Podríamos definir tres formas para autocontrolarnos: inhibición, planificación y perseverancia.

La inhibición, nos ayuda a evitar hacer algo que pensamos, no se debe hacer. La planificación, nos sirve para decidir lo que hay que hacer en determinadas ocasiones. Por último, la perseverancia es lo que hace que seamos constantes en la consecución de una tarea determinada.

La psicología cognitiva, nos ayuda, con sus técnicas, a aumentar nuestra capacidad de autocontrol, como la reestructuración cognitiva, que consiste en cambiar el pensamiento de una situación para hacerla menos tentadora; la verbalización, sea para cambiar o instaurar una norma o una pauta de comportamiento.
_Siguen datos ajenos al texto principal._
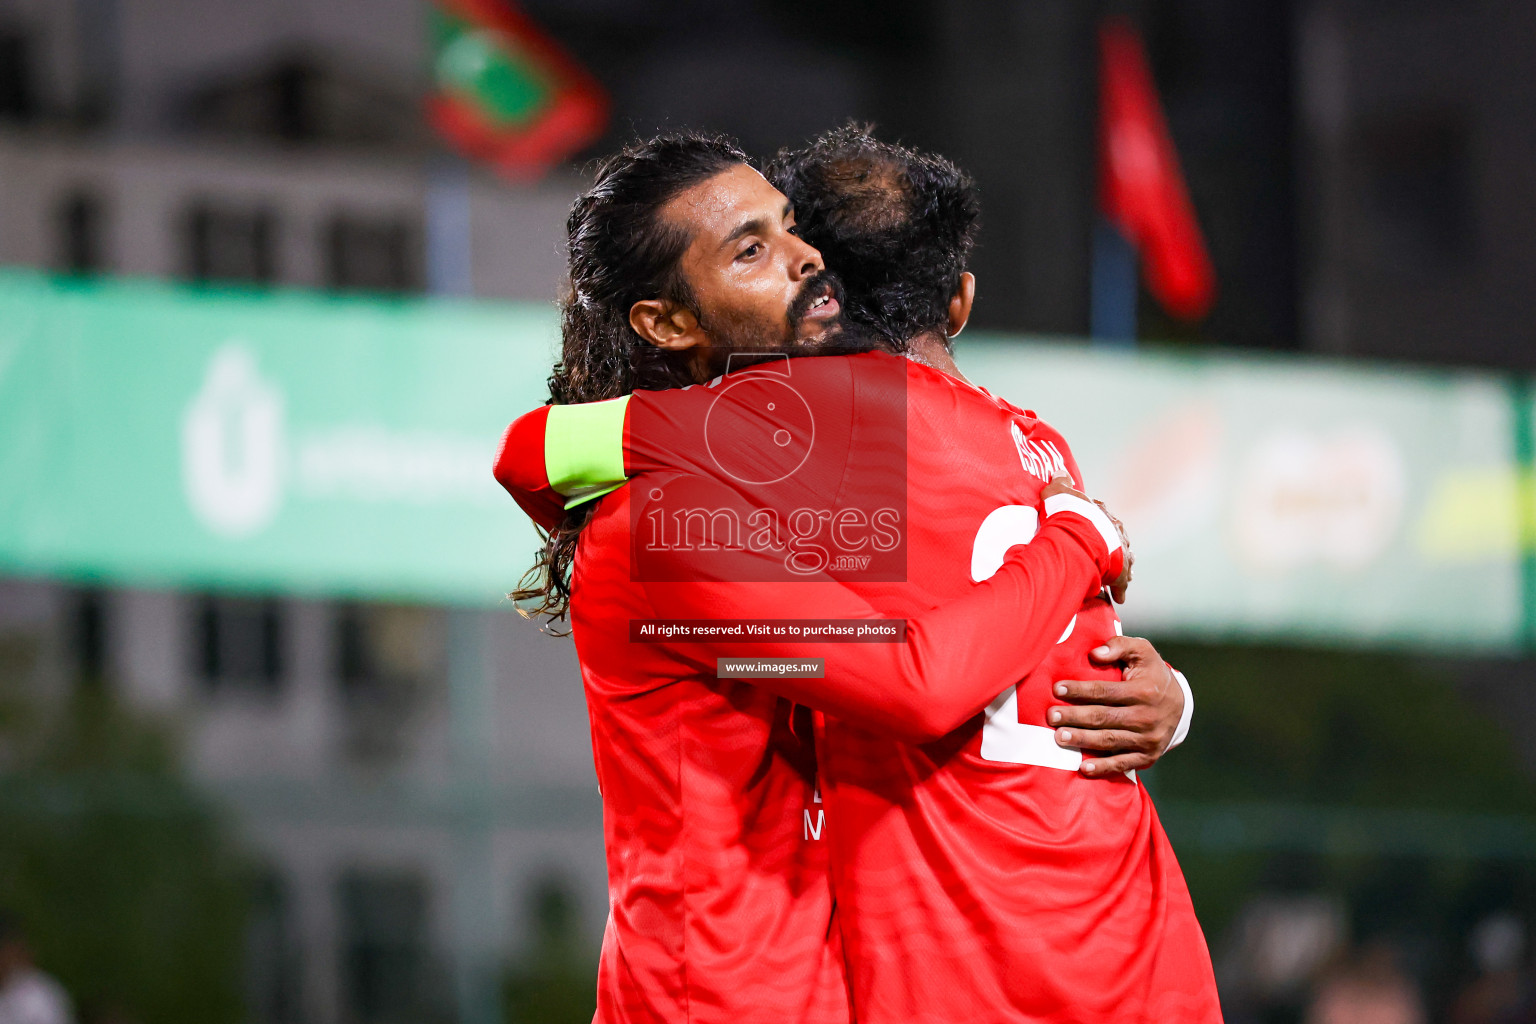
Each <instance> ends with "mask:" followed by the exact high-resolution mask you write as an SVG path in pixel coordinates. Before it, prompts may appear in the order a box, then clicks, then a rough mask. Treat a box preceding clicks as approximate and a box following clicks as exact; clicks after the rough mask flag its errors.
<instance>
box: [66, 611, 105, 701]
mask: <svg viewBox="0 0 1536 1024" xmlns="http://www.w3.org/2000/svg"><path fill="white" fill-rule="evenodd" d="M72 625H74V629H72V636H71V646H72V648H74V656H75V668H77V669H78V672H80V685H81V686H83V688H88V689H91V688H100V686H101V685H103V683H104V680H106V671H108V662H106V602H104V600H103V594H101V591H98V590H83V591H78V593H77V594H75V602H74V623H72Z"/></svg>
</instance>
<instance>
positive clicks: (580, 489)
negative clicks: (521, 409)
mask: <svg viewBox="0 0 1536 1024" xmlns="http://www.w3.org/2000/svg"><path fill="white" fill-rule="evenodd" d="M628 404H630V398H628V396H624V398H616V399H611V401H607V402H587V404H581V405H541V407H539V408H536V410H533V411H531V413H525V415H522V416H519V418H518V419H516V421H513V424H511V425H510V427H508V428H507V433H505V434H502V439H501V448H498V451H496V464H495V468H493V473H495V476H496V482H498V484H501V485H502V487H504V488H505V490H507V493H508V494H511V497H513V500H516V502H518V505H519V507H521V508H522V511H525V513H528V517H530V519H533V522H536V524H538V525H541V527H544V528H545V530H554V528H556V527H558V525H561V522H562V520H564V519H565V510H567V508H571V507H574V505H579V504H582V502H587V500H593V499H594V497H601V496H602V494H607V493H608V491H611V490H614V488H617V487H621V485H622V484H624V481H625V479H627V474H625V467H624V424H625V418H627V413H628Z"/></svg>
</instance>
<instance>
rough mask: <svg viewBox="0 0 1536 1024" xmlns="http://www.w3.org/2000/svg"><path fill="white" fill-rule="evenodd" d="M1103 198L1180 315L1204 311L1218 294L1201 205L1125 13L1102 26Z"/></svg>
mask: <svg viewBox="0 0 1536 1024" xmlns="http://www.w3.org/2000/svg"><path fill="white" fill-rule="evenodd" d="M1098 49H1100V86H1098V88H1100V97H1098V103H1100V120H1098V163H1100V169H1098V187H1100V197H1098V201H1100V206H1101V207H1103V212H1104V216H1107V218H1109V220H1111V221H1112V223H1114V224H1115V226H1117V227H1118V229H1120V230H1121V232H1123V233H1124V235H1126V238H1127V239H1129V241H1130V244H1132V246H1134V247H1135V249H1137V252H1138V253H1140V255H1141V266H1143V273H1144V275H1146V284H1147V290H1149V292H1152V296H1154V298H1155V299H1157V301H1158V302H1160V304H1161V306H1163V309H1166V310H1167V312H1169V313H1172V315H1174V316H1178V318H1181V319H1200V318H1201V316H1204V315H1206V313H1207V312H1210V304H1212V302H1213V301H1215V298H1217V272H1215V269H1213V267H1212V266H1210V255H1209V253H1207V252H1206V243H1204V238H1201V235H1200V224H1198V223H1197V221H1195V207H1193V204H1192V203H1190V201H1189V189H1187V187H1186V186H1184V175H1183V172H1181V170H1180V167H1178V154H1177V152H1175V150H1174V138H1172V137H1170V135H1169V132H1167V121H1166V120H1164V118H1163V106H1161V104H1160V103H1158V98H1157V86H1154V84H1152V69H1150V66H1149V64H1147V57H1146V51H1144V49H1143V46H1141V37H1140V35H1137V31H1135V28H1132V26H1130V23H1129V21H1127V20H1124V18H1106V20H1104V23H1103V25H1101V26H1100V32H1098Z"/></svg>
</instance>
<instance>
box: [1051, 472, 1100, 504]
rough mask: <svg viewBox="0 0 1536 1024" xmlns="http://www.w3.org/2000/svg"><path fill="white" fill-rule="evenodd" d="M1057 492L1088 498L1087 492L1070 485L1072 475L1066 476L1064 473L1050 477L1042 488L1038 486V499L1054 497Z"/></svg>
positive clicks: (1060, 493) (1055, 494) (1071, 481)
mask: <svg viewBox="0 0 1536 1024" xmlns="http://www.w3.org/2000/svg"><path fill="white" fill-rule="evenodd" d="M1057 494H1075V496H1077V497H1081V499H1083V500H1089V497H1087V494H1084V493H1083V491H1080V490H1077V488H1075V487H1074V485H1072V477H1071V476H1066V474H1063V476H1055V477H1051V482H1049V484H1046V485H1044V487H1043V488H1040V500H1044V499H1048V497H1055V496H1057Z"/></svg>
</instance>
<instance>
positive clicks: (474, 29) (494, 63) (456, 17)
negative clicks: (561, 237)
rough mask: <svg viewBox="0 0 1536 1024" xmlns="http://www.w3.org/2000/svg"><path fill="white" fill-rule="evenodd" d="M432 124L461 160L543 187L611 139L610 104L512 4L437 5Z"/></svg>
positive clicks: (443, 3) (543, 35)
mask: <svg viewBox="0 0 1536 1024" xmlns="http://www.w3.org/2000/svg"><path fill="white" fill-rule="evenodd" d="M432 15H433V17H432V31H433V37H435V61H433V71H435V78H436V89H435V91H433V94H432V97H429V100H427V115H429V118H430V120H432V123H433V126H435V127H436V129H438V132H439V134H441V135H442V137H444V138H447V140H449V141H450V143H453V144H455V146H456V147H458V149H459V150H461V152H464V154H465V155H467V157H472V158H475V160H484V161H487V163H490V164H492V166H495V167H496V169H498V170H501V172H502V173H504V175H507V177H510V178H524V180H527V178H536V177H539V175H542V173H544V172H545V170H548V167H550V166H551V164H554V163H558V161H561V160H564V158H565V157H568V155H571V154H573V152H576V150H579V149H581V147H584V146H587V144H590V143H593V141H594V140H596V138H598V137H601V135H602V132H604V129H605V127H607V123H608V98H607V95H604V92H602V89H601V88H599V86H598V83H596V81H594V80H593V78H591V75H588V74H587V72H585V71H584V69H582V68H581V66H579V64H578V63H576V61H574V60H571V57H570V55H568V54H565V51H564V49H561V46H559V45H558V43H556V41H554V40H551V38H550V37H548V35H545V34H544V32H542V31H539V28H538V26H536V25H535V23H533V21H531V20H530V18H528V17H527V15H525V14H522V11H519V9H518V8H516V5H515V3H513V2H511V0H436V3H435V6H433V8H432Z"/></svg>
También nos ayuda a centrar la atención en las recompensas que se derivará de un comportamiento adecuado, o en sus consecuencias negativas que supondría lo contrario.

Tenemos que plantearnos que cuando estamos relajados y nos acordamos de un día feliz de nuestra vida, nos sentimos felices, ahora bien si nos acordamos de un día triste de nuestra vida, nos sentimos tristes.

Los seres humanos no podemos controlar las circunstancias externas de nuestra vida, pero si podemos controlar nuestras reacciones ante ellas, con aprendizaje y constancia.